Council Member Brian Young’s motion to formally add IT to the agenda was voted down, but the county officials proceeded to spend about 40 minutes discussing it anyway. Council President Jay Sullivan said part of the reason it wasn’t put on the agenda was that he felt the commissioners had already decided on a route to take, and the only thing up to the council was to decide how to fund it.

But other council members didn’t think they had enough information to do that. The commissioners are currently reviewing a proposal from DeGroot Technology for contracted IT services, but Thompson said it hasn’t been shared with the council yet. “We don’t even have a way to proceed with our budget because they have a request from a company that we haven’t seen, and we’re going into budget meetings in a couple of weeks and we haven’t even seen that for our budgets,” she said. Conversely, Commissioner Kenny Becker said he was waiting for the council to make its budget, so the commissioners could know what the county could afford.

The commissioners generally felt that contracting IT services out to DeGroot was the most cost-effective option, and several department heads appeared happy with the company’s service. But some officials were concerned that there wouldn’t be anyone to provide some larger oversight of the county’s technology systems.

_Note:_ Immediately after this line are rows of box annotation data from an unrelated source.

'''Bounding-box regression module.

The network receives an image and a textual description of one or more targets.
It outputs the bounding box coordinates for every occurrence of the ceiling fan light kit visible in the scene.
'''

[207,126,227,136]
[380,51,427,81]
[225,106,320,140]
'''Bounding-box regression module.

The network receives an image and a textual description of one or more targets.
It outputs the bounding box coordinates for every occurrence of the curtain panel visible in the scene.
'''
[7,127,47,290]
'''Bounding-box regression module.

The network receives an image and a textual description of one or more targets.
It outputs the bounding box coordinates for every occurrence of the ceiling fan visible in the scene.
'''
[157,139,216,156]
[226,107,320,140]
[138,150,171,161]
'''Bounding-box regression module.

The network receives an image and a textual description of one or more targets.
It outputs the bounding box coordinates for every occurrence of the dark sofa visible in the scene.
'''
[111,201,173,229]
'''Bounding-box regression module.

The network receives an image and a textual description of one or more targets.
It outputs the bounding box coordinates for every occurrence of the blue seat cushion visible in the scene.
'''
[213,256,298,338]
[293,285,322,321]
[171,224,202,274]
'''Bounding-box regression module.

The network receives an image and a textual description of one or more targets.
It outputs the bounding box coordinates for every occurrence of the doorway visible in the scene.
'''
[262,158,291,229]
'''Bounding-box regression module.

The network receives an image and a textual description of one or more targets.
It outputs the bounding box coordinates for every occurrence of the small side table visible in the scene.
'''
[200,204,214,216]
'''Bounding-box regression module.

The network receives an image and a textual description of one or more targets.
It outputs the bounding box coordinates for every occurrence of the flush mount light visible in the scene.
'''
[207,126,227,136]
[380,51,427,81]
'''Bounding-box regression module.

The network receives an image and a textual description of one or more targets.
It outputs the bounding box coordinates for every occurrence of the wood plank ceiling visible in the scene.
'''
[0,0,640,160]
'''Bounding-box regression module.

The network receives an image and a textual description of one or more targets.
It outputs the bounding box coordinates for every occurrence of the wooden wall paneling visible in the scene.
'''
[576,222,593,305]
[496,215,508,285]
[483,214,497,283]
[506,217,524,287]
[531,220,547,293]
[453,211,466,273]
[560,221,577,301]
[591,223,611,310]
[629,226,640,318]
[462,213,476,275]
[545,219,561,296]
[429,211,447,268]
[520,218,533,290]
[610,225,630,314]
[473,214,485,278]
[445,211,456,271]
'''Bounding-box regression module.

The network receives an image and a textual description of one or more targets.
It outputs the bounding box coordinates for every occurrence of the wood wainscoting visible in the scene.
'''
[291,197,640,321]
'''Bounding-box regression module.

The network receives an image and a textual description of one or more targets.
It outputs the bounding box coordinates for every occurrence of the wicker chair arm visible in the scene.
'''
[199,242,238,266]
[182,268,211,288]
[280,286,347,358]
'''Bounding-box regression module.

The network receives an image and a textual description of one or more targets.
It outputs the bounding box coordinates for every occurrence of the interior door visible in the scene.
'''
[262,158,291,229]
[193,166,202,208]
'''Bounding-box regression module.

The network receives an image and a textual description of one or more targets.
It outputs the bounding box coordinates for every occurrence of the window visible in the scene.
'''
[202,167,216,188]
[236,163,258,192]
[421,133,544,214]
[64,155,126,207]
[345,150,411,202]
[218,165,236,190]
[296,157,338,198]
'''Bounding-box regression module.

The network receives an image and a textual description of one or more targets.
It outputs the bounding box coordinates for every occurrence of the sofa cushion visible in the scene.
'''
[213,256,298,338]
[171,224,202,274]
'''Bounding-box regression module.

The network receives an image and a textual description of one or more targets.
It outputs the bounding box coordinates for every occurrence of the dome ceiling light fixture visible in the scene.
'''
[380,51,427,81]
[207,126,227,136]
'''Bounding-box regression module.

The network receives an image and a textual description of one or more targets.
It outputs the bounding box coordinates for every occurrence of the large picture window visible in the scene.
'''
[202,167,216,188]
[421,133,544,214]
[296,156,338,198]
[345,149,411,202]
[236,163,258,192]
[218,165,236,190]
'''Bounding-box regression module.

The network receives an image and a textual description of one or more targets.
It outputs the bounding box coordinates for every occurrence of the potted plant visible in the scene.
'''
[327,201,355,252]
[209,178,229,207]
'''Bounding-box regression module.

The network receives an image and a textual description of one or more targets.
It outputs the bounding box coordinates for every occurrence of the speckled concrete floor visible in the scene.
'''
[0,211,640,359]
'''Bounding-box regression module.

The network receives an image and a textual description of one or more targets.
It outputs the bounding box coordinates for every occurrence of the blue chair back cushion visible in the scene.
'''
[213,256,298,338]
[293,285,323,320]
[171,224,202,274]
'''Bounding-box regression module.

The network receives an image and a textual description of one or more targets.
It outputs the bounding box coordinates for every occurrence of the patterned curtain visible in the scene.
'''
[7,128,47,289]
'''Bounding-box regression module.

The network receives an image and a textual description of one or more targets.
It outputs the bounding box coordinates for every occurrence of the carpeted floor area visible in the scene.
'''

One example that was raised was the county’s cell phones. Thompson said that based on her calculations, the county is spending more than $6,000 a year on cell phones that aren’t being used, and department heads – especially newer ones – have no easy way of knowing, since the bills go to the Auditor’s Office. Making matters even worse is that the names on the bills are often out-of-date. The late Bud Krohn Jr. is still apparently listed as having a county-issued cell phone, even though the line has reportedly been passed along to someone else.

As a solution, Council President Sullivan suggested that any requests for DeGroot’s IT services go through the Maintenance Department, but that was quickly dismissed by other county officials. It was also mentioned that the president of the board of commissioners used to oversee the county’s cell phones before the creation of the IT Department.

Another concern was how to budget IT services. The commissioners initially felt that it would be better to have each department be responsible for IT costs, but Thompson asked what would happen if there’s a county-wide Internet or email system problem.

During the council’s regular meeting, Pulaski County resident and Tippecanoe County Chief Information Officer Kent Kroft said the elimination of the Pulaski County IT Department is drawing concern from state-level IT officials. But there may be potential solutions, such as possibly establishing regional partnerships for county IT. Additionally, Thompson strongly supported Kroft’s recommendation to set up a county IT advisory board, noting that it could be done even before the IT budget is figured out.